I've always told towns to be prepared to spend $99/year, in case the costs rise to the point that I shouldn't just pay for this out of my own pocket. I'll leave that advice intact, but before we go there, I thought it'd be good to try supporting the site with donations.

Kiosks

In the initial draft of the MA Open Meeting Law regulation, internet access was not considered sufficient for 24/7 access. The regulations have since been changed, and now using this site should be all you need to comply. However, if you want to go beyond the minimum requirements of the law, and provide 24/7 viewing of this information via internet Kiosks, that is supported. You'll notice a couple "Kiosk" links on the navigation bar on the left. You can take any old computer, put it in a 24/7-accessible location (the fire station, for example), connect it to the internet, and point it at the Kiosk page. I'd recommend using Google Chrome if you can get it for the machine you are using. Connect a keyboard and hit F11 for full-screen mode (then disconnect the keyboard and mouse), and you'll have a standalone kiosk.

I've also included a "Talking Kiosk" page, because I suspect that a silent digital sign would not pass muster with the Americans with Disabilities Act. This should work on any Windows or Mac PC, using their built-in text-to-speech capacity. If you want to use Linux, email me and I'll fill you in on how to get text-to-speech working there, too.

Here are some detailed instructions about how I set up a Windows XP-based Open Meeting Kiosk.

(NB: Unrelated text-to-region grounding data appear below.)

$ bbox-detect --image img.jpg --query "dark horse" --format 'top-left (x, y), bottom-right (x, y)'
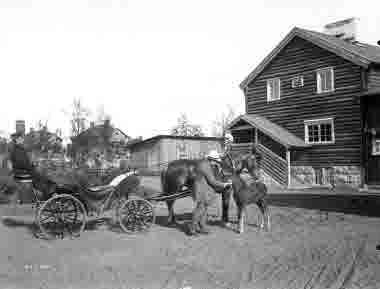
top-left (160, 158), bottom-right (232, 234)
top-left (214, 149), bottom-right (271, 234)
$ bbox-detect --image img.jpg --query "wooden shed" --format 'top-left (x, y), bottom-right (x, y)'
top-left (127, 135), bottom-right (224, 174)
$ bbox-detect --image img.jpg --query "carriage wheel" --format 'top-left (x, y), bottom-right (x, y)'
top-left (118, 197), bottom-right (155, 233)
top-left (37, 194), bottom-right (87, 239)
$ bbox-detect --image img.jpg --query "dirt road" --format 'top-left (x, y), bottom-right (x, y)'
top-left (0, 177), bottom-right (379, 289)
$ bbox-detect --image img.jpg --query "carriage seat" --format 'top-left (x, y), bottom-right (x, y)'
top-left (12, 170), bottom-right (33, 184)
top-left (87, 185), bottom-right (113, 192)
top-left (86, 170), bottom-right (138, 193)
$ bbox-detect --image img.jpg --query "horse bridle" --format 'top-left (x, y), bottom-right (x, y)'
top-left (207, 151), bottom-right (236, 180)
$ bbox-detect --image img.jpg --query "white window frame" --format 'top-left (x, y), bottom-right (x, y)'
top-left (266, 78), bottom-right (281, 102)
top-left (316, 67), bottom-right (334, 93)
top-left (372, 138), bottom-right (380, 155)
top-left (304, 117), bottom-right (335, 145)
top-left (291, 75), bottom-right (304, 88)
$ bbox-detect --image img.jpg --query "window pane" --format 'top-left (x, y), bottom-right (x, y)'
top-left (308, 125), bottom-right (319, 143)
top-left (321, 72), bottom-right (327, 91)
top-left (273, 80), bottom-right (278, 99)
top-left (375, 141), bottom-right (380, 153)
top-left (325, 70), bottom-right (332, 90)
top-left (268, 79), bottom-right (280, 100)
top-left (267, 80), bottom-right (273, 100)
top-left (320, 123), bottom-right (332, 142)
top-left (318, 69), bottom-right (333, 92)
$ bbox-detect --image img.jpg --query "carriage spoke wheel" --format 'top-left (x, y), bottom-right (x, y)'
top-left (118, 198), bottom-right (155, 233)
top-left (37, 194), bottom-right (87, 240)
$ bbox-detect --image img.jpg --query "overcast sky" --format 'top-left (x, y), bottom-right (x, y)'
top-left (0, 0), bottom-right (379, 141)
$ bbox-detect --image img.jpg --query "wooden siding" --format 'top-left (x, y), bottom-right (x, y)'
top-left (245, 36), bottom-right (362, 167)
top-left (230, 142), bottom-right (288, 186)
top-left (368, 67), bottom-right (380, 90)
top-left (258, 131), bottom-right (286, 159)
top-left (231, 127), bottom-right (254, 143)
top-left (257, 144), bottom-right (288, 185)
top-left (230, 142), bottom-right (253, 154)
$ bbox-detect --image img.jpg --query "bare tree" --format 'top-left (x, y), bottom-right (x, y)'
top-left (63, 97), bottom-right (91, 138)
top-left (95, 104), bottom-right (112, 124)
top-left (211, 105), bottom-right (238, 138)
top-left (170, 113), bottom-right (205, 137)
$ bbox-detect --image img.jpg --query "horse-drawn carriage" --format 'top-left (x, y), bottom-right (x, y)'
top-left (3, 146), bottom-right (269, 238)
top-left (3, 168), bottom-right (196, 239)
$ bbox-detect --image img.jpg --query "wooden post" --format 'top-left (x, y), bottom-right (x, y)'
top-left (254, 128), bottom-right (258, 144)
top-left (360, 95), bottom-right (368, 191)
top-left (286, 150), bottom-right (291, 188)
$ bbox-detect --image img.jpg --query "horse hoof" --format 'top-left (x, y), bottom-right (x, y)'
top-left (187, 230), bottom-right (199, 237)
top-left (197, 228), bottom-right (211, 235)
top-left (167, 220), bottom-right (178, 227)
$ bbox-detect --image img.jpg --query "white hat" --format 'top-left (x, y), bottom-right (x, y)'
top-left (207, 150), bottom-right (221, 160)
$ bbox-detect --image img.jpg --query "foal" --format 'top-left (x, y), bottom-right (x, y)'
top-left (220, 152), bottom-right (271, 234)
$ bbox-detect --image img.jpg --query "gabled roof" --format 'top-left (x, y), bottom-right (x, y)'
top-left (227, 114), bottom-right (309, 149)
top-left (127, 135), bottom-right (224, 149)
top-left (240, 27), bottom-right (380, 89)
top-left (72, 124), bottom-right (129, 143)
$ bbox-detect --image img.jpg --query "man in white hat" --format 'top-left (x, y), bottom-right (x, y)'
top-left (206, 149), bottom-right (224, 179)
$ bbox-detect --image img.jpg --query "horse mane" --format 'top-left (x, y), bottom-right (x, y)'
top-left (160, 169), bottom-right (168, 194)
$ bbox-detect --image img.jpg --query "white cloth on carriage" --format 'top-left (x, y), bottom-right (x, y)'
top-left (108, 170), bottom-right (137, 187)
top-left (88, 170), bottom-right (137, 192)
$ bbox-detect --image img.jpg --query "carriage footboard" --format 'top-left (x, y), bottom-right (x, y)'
top-left (147, 189), bottom-right (192, 202)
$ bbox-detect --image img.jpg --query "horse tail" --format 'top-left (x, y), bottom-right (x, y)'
top-left (160, 169), bottom-right (168, 194)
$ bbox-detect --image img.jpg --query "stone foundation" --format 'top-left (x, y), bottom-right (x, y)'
top-left (331, 166), bottom-right (361, 187)
top-left (290, 165), bottom-right (361, 188)
top-left (290, 166), bottom-right (315, 187)
top-left (259, 169), bottom-right (283, 187)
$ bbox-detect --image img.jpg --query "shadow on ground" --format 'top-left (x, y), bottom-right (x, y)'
top-left (268, 191), bottom-right (380, 217)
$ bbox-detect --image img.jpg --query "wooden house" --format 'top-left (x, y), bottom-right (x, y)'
top-left (127, 135), bottom-right (224, 174)
top-left (24, 127), bottom-right (63, 159)
top-left (227, 18), bottom-right (380, 189)
top-left (70, 120), bottom-right (131, 168)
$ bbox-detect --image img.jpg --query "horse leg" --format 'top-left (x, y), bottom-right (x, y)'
top-left (264, 200), bottom-right (271, 231)
top-left (189, 201), bottom-right (202, 235)
top-left (222, 189), bottom-right (232, 228)
top-left (198, 203), bottom-right (210, 234)
top-left (258, 199), bottom-right (270, 231)
top-left (237, 204), bottom-right (246, 234)
top-left (166, 200), bottom-right (176, 225)
top-left (189, 180), bottom-right (209, 235)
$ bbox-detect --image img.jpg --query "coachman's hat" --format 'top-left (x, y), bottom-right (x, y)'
top-left (206, 150), bottom-right (221, 160)
top-left (11, 131), bottom-right (24, 139)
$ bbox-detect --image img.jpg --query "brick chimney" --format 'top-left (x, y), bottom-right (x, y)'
top-left (15, 120), bottom-right (25, 136)
top-left (324, 18), bottom-right (358, 42)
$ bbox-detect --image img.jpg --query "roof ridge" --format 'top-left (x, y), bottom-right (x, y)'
top-left (240, 26), bottom-right (380, 89)
top-left (298, 27), bottom-right (380, 62)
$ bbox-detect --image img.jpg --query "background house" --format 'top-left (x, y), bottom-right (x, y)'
top-left (70, 120), bottom-right (131, 169)
top-left (127, 135), bottom-right (224, 174)
top-left (0, 136), bottom-right (8, 170)
top-left (24, 127), bottom-right (64, 161)
top-left (5, 120), bottom-right (65, 170)
top-left (228, 18), bottom-right (380, 190)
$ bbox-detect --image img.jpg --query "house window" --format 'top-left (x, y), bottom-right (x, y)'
top-left (316, 67), bottom-right (334, 93)
top-left (372, 138), bottom-right (380, 155)
top-left (291, 75), bottom-right (304, 88)
top-left (304, 118), bottom-right (335, 144)
top-left (267, 78), bottom-right (281, 101)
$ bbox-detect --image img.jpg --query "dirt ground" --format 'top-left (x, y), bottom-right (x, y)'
top-left (0, 176), bottom-right (380, 289)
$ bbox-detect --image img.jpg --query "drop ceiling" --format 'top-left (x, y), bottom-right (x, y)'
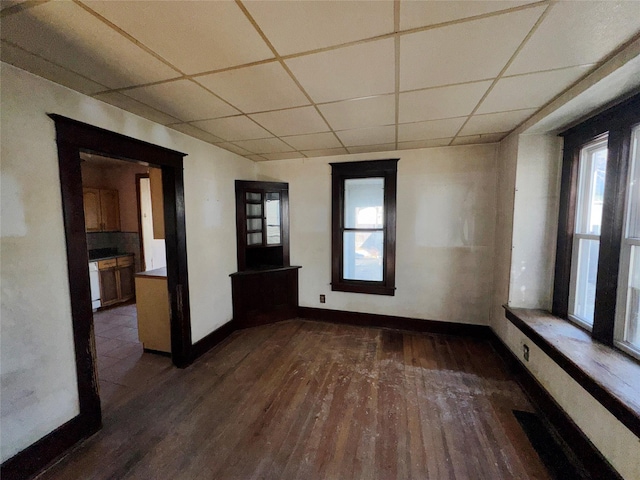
top-left (1, 0), bottom-right (639, 161)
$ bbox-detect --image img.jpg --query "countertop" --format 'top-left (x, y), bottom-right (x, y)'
top-left (89, 253), bottom-right (134, 262)
top-left (135, 267), bottom-right (167, 279)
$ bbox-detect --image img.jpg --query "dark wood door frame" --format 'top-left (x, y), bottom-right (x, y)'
top-left (1, 115), bottom-right (194, 480)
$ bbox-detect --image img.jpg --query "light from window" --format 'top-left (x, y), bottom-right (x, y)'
top-left (616, 124), bottom-right (640, 355)
top-left (569, 138), bottom-right (608, 327)
top-left (343, 178), bottom-right (384, 281)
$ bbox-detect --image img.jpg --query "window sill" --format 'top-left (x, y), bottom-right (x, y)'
top-left (504, 306), bottom-right (640, 438)
top-left (331, 282), bottom-right (395, 296)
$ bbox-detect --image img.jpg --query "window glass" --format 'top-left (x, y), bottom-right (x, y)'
top-left (265, 192), bottom-right (281, 245)
top-left (344, 178), bottom-right (384, 229)
top-left (569, 138), bottom-right (608, 327)
top-left (343, 231), bottom-right (384, 281)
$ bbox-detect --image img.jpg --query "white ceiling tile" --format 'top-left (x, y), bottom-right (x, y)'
top-left (196, 62), bottom-right (308, 113)
top-left (85, 1), bottom-right (273, 74)
top-left (232, 138), bottom-right (294, 155)
top-left (281, 132), bottom-right (342, 151)
top-left (302, 147), bottom-right (349, 158)
top-left (286, 38), bottom-right (396, 103)
top-left (318, 95), bottom-right (395, 131)
top-left (167, 123), bottom-right (224, 144)
top-left (0, 1), bottom-right (179, 88)
top-left (507, 1), bottom-right (640, 76)
top-left (261, 152), bottom-right (304, 161)
top-left (398, 117), bottom-right (466, 142)
top-left (459, 109), bottom-right (537, 136)
top-left (244, 0), bottom-right (394, 56)
top-left (400, 6), bottom-right (545, 90)
top-left (400, 1), bottom-right (538, 30)
top-left (348, 143), bottom-right (397, 154)
top-left (123, 79), bottom-right (239, 122)
top-left (1, 40), bottom-right (107, 95)
top-left (399, 81), bottom-right (491, 123)
top-left (191, 116), bottom-right (271, 141)
top-left (336, 125), bottom-right (396, 147)
top-left (477, 65), bottom-right (593, 114)
top-left (213, 142), bottom-right (253, 157)
top-left (398, 138), bottom-right (452, 150)
top-left (94, 92), bottom-right (180, 125)
top-left (247, 154), bottom-right (267, 162)
top-left (250, 106), bottom-right (328, 137)
top-left (451, 132), bottom-right (507, 145)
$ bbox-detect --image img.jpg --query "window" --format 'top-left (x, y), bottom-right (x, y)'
top-left (554, 93), bottom-right (640, 360)
top-left (331, 159), bottom-right (398, 295)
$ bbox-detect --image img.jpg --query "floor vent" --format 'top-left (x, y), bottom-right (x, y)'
top-left (513, 410), bottom-right (585, 480)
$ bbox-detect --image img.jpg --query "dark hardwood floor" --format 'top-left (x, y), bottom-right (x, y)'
top-left (38, 320), bottom-right (551, 479)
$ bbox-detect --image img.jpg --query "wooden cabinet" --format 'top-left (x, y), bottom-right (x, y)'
top-left (98, 255), bottom-right (135, 307)
top-left (135, 268), bottom-right (170, 353)
top-left (235, 180), bottom-right (289, 271)
top-left (232, 180), bottom-right (300, 327)
top-left (83, 187), bottom-right (120, 232)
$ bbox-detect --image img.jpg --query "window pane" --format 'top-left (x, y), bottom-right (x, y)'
top-left (246, 192), bottom-right (261, 202)
top-left (344, 178), bottom-right (384, 229)
top-left (265, 192), bottom-right (281, 245)
top-left (247, 218), bottom-right (262, 231)
top-left (576, 140), bottom-right (607, 235)
top-left (626, 126), bottom-right (640, 239)
top-left (571, 238), bottom-right (600, 325)
top-left (624, 245), bottom-right (640, 348)
top-left (246, 203), bottom-right (262, 217)
top-left (343, 231), bottom-right (383, 281)
top-left (247, 232), bottom-right (262, 245)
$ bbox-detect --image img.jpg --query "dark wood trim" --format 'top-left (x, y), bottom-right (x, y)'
top-left (504, 307), bottom-right (640, 438)
top-left (13, 114), bottom-right (191, 480)
top-left (592, 127), bottom-right (631, 343)
top-left (0, 413), bottom-right (99, 480)
top-left (330, 159), bottom-right (398, 296)
top-left (298, 306), bottom-right (493, 338)
top-left (489, 333), bottom-right (623, 480)
top-left (190, 319), bottom-right (239, 360)
top-left (135, 173), bottom-right (149, 272)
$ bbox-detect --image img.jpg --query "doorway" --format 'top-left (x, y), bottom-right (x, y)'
top-left (50, 114), bottom-right (193, 439)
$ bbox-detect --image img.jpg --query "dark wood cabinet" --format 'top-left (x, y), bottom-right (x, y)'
top-left (232, 180), bottom-right (299, 327)
top-left (98, 255), bottom-right (135, 307)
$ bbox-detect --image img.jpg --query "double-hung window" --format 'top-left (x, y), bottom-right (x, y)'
top-left (554, 93), bottom-right (640, 360)
top-left (331, 159), bottom-right (398, 296)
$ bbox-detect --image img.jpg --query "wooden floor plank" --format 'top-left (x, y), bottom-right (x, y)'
top-left (38, 320), bottom-right (552, 480)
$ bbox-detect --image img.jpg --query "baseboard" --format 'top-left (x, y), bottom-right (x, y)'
top-left (489, 333), bottom-right (622, 480)
top-left (0, 412), bottom-right (100, 480)
top-left (298, 306), bottom-right (493, 338)
top-left (190, 319), bottom-right (239, 361)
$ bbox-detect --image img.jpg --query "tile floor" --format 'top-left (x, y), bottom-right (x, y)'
top-left (93, 303), bottom-right (172, 409)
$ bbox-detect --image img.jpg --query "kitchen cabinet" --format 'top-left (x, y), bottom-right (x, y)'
top-left (83, 187), bottom-right (120, 232)
top-left (98, 255), bottom-right (135, 307)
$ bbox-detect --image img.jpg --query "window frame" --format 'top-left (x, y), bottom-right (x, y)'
top-left (331, 159), bottom-right (398, 296)
top-left (554, 93), bottom-right (640, 356)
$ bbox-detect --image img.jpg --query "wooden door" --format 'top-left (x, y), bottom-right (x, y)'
top-left (83, 188), bottom-right (101, 232)
top-left (99, 268), bottom-right (119, 306)
top-left (100, 189), bottom-right (120, 232)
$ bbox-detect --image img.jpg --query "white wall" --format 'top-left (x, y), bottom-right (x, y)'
top-left (258, 144), bottom-right (498, 325)
top-left (0, 63), bottom-right (256, 461)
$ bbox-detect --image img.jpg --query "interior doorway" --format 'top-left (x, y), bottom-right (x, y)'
top-left (50, 114), bottom-right (193, 441)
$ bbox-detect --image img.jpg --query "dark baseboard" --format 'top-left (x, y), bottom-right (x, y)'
top-left (0, 412), bottom-right (100, 480)
top-left (298, 306), bottom-right (493, 338)
top-left (190, 319), bottom-right (239, 361)
top-left (489, 334), bottom-right (622, 480)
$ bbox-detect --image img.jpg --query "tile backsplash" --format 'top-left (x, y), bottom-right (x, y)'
top-left (87, 232), bottom-right (142, 272)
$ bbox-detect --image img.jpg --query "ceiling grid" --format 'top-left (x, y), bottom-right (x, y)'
top-left (2, 0), bottom-right (639, 160)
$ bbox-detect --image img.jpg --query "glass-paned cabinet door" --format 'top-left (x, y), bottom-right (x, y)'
top-left (265, 192), bottom-right (281, 245)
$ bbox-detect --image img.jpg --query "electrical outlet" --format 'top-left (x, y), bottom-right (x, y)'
top-left (523, 344), bottom-right (530, 362)
top-left (319, 294), bottom-right (326, 303)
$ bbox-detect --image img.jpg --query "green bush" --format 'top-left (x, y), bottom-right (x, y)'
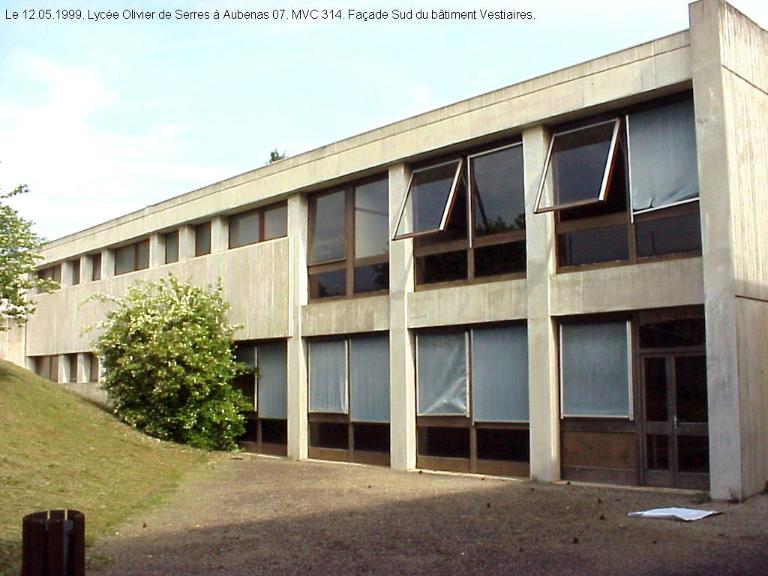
top-left (94, 276), bottom-right (249, 450)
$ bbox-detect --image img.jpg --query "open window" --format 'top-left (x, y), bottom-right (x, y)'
top-left (308, 334), bottom-right (390, 465)
top-left (535, 119), bottom-right (621, 213)
top-left (393, 159), bottom-right (463, 239)
top-left (540, 96), bottom-right (701, 270)
top-left (416, 325), bottom-right (529, 476)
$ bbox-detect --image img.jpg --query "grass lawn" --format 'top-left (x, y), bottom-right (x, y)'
top-left (0, 360), bottom-right (211, 575)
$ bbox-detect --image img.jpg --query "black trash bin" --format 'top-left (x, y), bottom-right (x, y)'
top-left (22, 509), bottom-right (85, 576)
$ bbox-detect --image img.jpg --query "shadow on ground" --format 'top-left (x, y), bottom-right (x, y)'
top-left (89, 457), bottom-right (768, 576)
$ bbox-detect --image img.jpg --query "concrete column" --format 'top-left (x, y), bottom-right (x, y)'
top-left (57, 354), bottom-right (67, 384)
top-left (179, 225), bottom-right (196, 260)
top-left (388, 163), bottom-right (416, 471)
top-left (101, 249), bottom-right (114, 279)
top-left (80, 255), bottom-right (92, 285)
top-left (77, 352), bottom-right (89, 383)
top-left (286, 195), bottom-right (309, 460)
top-left (149, 233), bottom-right (165, 268)
top-left (211, 216), bottom-right (228, 253)
top-left (524, 125), bottom-right (560, 482)
top-left (690, 0), bottom-right (768, 500)
top-left (60, 260), bottom-right (73, 288)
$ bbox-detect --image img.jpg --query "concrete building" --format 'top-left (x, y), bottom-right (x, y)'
top-left (4, 0), bottom-right (766, 500)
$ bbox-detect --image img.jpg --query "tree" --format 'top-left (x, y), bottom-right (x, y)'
top-left (268, 148), bottom-right (286, 163)
top-left (0, 184), bottom-right (56, 329)
top-left (94, 276), bottom-right (249, 450)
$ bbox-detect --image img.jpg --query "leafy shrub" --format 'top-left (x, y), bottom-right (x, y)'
top-left (94, 276), bottom-right (248, 450)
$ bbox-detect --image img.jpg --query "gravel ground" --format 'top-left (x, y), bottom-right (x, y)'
top-left (90, 454), bottom-right (768, 575)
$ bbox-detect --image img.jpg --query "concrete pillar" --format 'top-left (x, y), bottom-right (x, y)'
top-left (80, 255), bottom-right (92, 285)
top-left (149, 233), bottom-right (165, 268)
top-left (179, 225), bottom-right (196, 261)
top-left (286, 195), bottom-right (309, 460)
top-left (101, 249), bottom-right (114, 279)
top-left (524, 125), bottom-right (560, 482)
top-left (211, 216), bottom-right (228, 253)
top-left (690, 0), bottom-right (768, 500)
top-left (77, 352), bottom-right (89, 383)
top-left (60, 260), bottom-right (73, 288)
top-left (57, 354), bottom-right (67, 384)
top-left (388, 163), bottom-right (416, 471)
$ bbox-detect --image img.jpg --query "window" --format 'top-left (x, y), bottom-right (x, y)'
top-left (234, 341), bottom-right (288, 454)
top-left (34, 355), bottom-right (59, 382)
top-left (308, 175), bottom-right (389, 299)
top-left (560, 321), bottom-right (631, 418)
top-left (165, 231), bottom-right (179, 264)
top-left (91, 253), bottom-right (102, 281)
top-left (69, 259), bottom-right (81, 286)
top-left (536, 97), bottom-right (701, 269)
top-left (308, 334), bottom-right (390, 464)
top-left (88, 353), bottom-right (100, 383)
top-left (195, 222), bottom-right (211, 256)
top-left (395, 142), bottom-right (526, 286)
top-left (114, 240), bottom-right (149, 275)
top-left (229, 202), bottom-right (287, 249)
top-left (416, 325), bottom-right (529, 475)
top-left (67, 353), bottom-right (78, 383)
top-left (37, 264), bottom-right (61, 285)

Here are some detailed instructions about how I set up a Ubuntu Linux-based Open Meeting Kiosk.

Public Access Cable

If you want your town's meeting notices to appear on your public access station, have your PEG coordinator get in touch with me at the email address, above. The "PEG Video" link on the left will drive a Google Chrome browser on Windows or Mac with a TV-ready signal at 720x540 resolution, full screen. Just plug the audio and video outputs of that computer into the PEG uplink, and you should be all set.

24/7 Telephone Access

The content on the site can also be accessed any time by calling the 24/7 number on the left. This is another way that towns can use the site to comply with the MA Open Meeting Law. I will add numbers in other area codes (508, 617, etc.) as towns from those regions come on line. This only costs me about $12/year for each phone number, and a penny a minute when someone calls. (And so far, my analytics show that nobody ever calls.)

Legal Stuff

The software I create for this site is Copyright 2010-2019, Joshua E Smith. The system has been designed with security in mind, but it is impossible for me to make any guarantees about being hacker-proof. I'd be happy to subject the code to a security audit if you have access to an individual qualified to do this. We can also work out a continuity of operations agreement, to ensure you can get the code and do ongoing maintenance if I get hit by a bus or something. (The code is written in Python, HTML, CSS, and JavaScript.) I'm willing to talk to your town attorney for as long as it takes to get everyone comfortable with adding your town to this site. I'm a big fan of open government, and anything I can do to help that cause is worth my time.